Restrictions imposed by the European Union in May allowed Poland, Bulgaria, Hungary, Romania and Slovakia to ban domestic sales of Ukrainian wheat, maize, rapeseed and sunflower seeds, while permitting transit of such cargoes for export elsewhere.
“We will extend this ban despite their disagreement, despite the European Commission’s disagreement,” Polish PM Mateusz Morawiecki told a rally in the northeastern town of Elk. “We will do it because it is in the interest of the Polish farmer.”
Hungary imposed a national import ban on 24 Ukrainian agricultural products, including grains, vegetables, several meat products and honey, according to a government decree published on Friday.
The EU created alternative land routes, so-called Solidarity Lanes, for Ukraine to use to exports its grains and oilseeds after Russia backed out the U.N.-brokered Black Sea grain deal in July that allowed safe passage for the cargo ships.
The EU Commission said existing measures would expire as originally planned on Friday after Ukraine agreed to introduce any legal measures (including, for example, an export licensing system) within 30 days to avoid grain surges.
“It has concluded that thanks to the work of the Coordination Platform and to the temporary measures introduced on 2 May 2023, the market distortions in the 5 Member States bordering Ukraine have disappeared,” the European Commission said in a statement.
The EU said it will refrain from imposing any restrictions as long as the effective measures by Ukraine are in place and fully working.
Farmers in the five countries neighbouring Ukraine have repeatedly complained about a product glut hitting their domestic prices and pushing them towards bankruptcy.
The countries, except Bulgaria, had been pushing for an extension of the ban passed its Sept. 15 expiry.
Poland, Hungary, Slovakia and Romania previously said they may extend the restrictions unilaterally while Bulgaria on Thursday voted to scrap the curbs.
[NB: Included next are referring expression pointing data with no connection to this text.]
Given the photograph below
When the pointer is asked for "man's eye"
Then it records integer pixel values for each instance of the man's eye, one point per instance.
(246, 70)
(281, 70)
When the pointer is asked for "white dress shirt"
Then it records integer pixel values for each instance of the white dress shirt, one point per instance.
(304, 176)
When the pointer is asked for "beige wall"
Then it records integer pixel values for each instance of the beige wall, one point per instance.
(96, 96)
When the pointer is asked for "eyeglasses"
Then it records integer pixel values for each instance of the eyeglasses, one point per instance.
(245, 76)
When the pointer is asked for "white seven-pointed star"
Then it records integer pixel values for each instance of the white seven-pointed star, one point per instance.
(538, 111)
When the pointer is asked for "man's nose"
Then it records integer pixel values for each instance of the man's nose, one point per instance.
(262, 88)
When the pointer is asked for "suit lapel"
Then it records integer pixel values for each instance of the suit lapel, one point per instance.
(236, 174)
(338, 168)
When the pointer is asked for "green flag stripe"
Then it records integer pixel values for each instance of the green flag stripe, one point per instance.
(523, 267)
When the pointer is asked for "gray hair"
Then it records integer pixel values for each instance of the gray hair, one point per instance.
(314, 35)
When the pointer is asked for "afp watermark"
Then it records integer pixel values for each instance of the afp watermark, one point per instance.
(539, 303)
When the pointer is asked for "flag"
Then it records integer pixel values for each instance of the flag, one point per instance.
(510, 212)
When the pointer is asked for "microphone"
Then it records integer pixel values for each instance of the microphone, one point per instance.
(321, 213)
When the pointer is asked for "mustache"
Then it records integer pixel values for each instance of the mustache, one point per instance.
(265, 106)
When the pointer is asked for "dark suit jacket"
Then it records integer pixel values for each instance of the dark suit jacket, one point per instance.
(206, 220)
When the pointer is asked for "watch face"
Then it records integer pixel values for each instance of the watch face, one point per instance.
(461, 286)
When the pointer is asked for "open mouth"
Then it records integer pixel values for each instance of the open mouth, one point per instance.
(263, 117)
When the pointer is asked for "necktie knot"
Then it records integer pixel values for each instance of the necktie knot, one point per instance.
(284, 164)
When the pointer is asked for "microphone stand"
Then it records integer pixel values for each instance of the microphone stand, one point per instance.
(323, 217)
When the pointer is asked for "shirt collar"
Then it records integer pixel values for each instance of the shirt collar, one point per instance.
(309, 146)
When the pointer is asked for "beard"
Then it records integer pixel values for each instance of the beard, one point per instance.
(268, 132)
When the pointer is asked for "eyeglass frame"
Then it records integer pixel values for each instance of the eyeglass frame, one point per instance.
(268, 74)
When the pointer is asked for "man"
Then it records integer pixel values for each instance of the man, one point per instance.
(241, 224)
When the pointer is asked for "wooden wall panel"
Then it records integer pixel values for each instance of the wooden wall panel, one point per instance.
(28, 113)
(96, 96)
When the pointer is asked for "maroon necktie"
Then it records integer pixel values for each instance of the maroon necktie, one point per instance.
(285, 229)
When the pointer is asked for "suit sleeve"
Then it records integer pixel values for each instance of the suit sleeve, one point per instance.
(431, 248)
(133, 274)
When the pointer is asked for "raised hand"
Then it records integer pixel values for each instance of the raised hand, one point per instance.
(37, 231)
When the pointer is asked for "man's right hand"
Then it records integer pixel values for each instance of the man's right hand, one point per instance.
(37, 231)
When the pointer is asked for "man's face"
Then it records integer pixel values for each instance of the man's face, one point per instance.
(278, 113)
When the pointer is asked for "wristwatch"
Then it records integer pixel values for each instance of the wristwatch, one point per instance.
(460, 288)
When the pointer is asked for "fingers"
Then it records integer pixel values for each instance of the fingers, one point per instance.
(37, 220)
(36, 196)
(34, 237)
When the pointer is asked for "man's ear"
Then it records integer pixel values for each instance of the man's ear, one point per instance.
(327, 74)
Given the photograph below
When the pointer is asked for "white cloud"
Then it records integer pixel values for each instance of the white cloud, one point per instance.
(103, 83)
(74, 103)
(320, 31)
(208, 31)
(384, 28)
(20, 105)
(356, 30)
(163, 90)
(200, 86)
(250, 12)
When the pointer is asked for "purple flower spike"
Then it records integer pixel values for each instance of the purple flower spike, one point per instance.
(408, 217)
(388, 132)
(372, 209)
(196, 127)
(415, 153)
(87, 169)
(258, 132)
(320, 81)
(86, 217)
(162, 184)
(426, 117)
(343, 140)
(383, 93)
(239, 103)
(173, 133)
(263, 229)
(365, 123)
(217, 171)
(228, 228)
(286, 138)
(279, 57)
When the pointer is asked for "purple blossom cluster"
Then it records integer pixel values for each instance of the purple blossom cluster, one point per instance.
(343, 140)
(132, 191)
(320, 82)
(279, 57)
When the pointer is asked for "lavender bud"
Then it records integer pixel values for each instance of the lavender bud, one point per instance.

Romania sees over 60% of the alternate flows pass through its territory mainly via the Danube river delta and its farmers have threatened to strike if the ban is not extended.
For the last year, Ukraine had been moving 60% of its exports through the Solidarity Lanes and 40% via the Black Sea thanks to the deal.
In August, about 4 million tonnes of Ukraine grains passed through the Solidarity Lanes of which close to 2.7 million tonnes were through the Danube. The Commission wants to increase exports through Romania further but the plan has been complicated by Russian drone attacks on Ukraine’s grain infrastructure along the Danube and near the Romanian border.